HAPPENS EVERY DAY: AN ALL-TRUE STORY by Isabel Gillies

Gillies Vacation read #2 was Happens Every Day: An-All-Too-True Story by Isabel Gillies. I am not sure what drew me to this non-fiction book, which I bought at a used book sale before my vacation. It's about Gillies, a former TV actress who has moved to Ohio with her husband and two small boys when he tells her that he is leaving the marriage (ultimately for one of his colleagues). Happens Every Day talks about the history of her relationship with her husband Josiah, and then goes into great detail about the break-up and the days and weeks that followed.

There's definitely a voyeuristic element about reading this book. It's like roadkill – you just can't look away. The writing isn't particularly good. Gillies jumps around, inserting random passages about her family throughout that don't really belong where they are. She also repeats herself a lot. Yet, it's a tough book to put down.
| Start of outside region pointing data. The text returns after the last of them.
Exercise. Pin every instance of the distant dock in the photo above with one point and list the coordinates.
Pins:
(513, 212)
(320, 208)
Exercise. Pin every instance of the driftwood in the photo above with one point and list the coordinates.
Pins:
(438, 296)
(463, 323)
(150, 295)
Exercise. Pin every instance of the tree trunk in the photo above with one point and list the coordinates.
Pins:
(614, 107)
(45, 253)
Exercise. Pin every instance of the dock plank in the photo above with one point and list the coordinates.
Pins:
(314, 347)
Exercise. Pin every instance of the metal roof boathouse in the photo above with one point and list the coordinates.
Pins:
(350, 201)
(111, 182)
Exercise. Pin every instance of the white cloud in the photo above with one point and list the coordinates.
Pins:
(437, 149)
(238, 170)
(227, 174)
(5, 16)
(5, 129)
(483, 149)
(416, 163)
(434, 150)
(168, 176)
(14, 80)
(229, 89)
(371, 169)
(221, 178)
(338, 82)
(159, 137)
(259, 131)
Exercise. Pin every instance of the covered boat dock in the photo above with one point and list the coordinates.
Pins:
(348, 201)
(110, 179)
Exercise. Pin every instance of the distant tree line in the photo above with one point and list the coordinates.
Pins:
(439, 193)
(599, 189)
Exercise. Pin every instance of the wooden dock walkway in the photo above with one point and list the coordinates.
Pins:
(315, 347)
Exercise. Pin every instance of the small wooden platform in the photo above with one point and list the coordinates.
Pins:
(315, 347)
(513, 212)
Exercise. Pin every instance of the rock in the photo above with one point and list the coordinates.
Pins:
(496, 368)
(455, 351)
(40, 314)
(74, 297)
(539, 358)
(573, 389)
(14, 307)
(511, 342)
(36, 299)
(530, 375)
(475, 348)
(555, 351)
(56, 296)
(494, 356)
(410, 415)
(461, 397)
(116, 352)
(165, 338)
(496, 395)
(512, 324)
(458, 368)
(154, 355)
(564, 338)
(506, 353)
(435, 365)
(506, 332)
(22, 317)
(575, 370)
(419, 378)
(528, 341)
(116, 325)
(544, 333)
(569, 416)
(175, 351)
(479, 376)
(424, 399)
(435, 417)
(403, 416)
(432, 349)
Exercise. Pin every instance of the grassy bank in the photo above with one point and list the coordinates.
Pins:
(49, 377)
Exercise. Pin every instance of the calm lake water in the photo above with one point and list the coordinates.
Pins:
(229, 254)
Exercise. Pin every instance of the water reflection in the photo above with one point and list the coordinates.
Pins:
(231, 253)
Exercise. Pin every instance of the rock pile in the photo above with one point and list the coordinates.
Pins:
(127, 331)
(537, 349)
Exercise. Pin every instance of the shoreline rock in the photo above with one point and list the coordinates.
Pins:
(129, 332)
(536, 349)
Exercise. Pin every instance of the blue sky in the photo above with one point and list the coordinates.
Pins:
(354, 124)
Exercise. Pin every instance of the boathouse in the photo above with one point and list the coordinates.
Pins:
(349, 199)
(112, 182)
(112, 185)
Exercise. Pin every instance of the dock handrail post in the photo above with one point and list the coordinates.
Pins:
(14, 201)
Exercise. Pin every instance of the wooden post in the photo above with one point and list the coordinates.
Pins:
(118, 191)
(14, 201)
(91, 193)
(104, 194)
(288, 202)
I found this in a review of the book on Goodreads: "I read a couple of reviews of this that basically described it as 'prom queen chats with you at the high-school reunion, has one too many margaritas, and reveals that her life has gone to shit.'" That's totally true.

Someone else on Goodreads called the book "surprisingly moving, a very interesting portrait of academic life, and when you put it down, the realization of a very subtle revenge." Also true. It is moving, because even when Gillies acts self-destructively, which she does often, I still felt for her. The portrait she draws of Oberlin, where her husband is a poetry professor, is also interesting. And the revenge element is also there. Although Gillies writes that she and Josiah are now on good terms, it's hard not to see the book as a very successful way of exposing her ex-husband's duplicity and betrayals. (Though at the same time, she is shockingly generous toward Josiah.)

Happens Every Day was a good, fast vacation read, and I don't regret picking it up. Gillies has a sequel out, which is about the months after the breakup, moving in with her parents, and meeting her current husband and the happy ending she is now enjoying, which I have to confess sounds a bit boring to me. I guess I enjoyed the drama and the selfish pleasure of hearing about someone else's problems.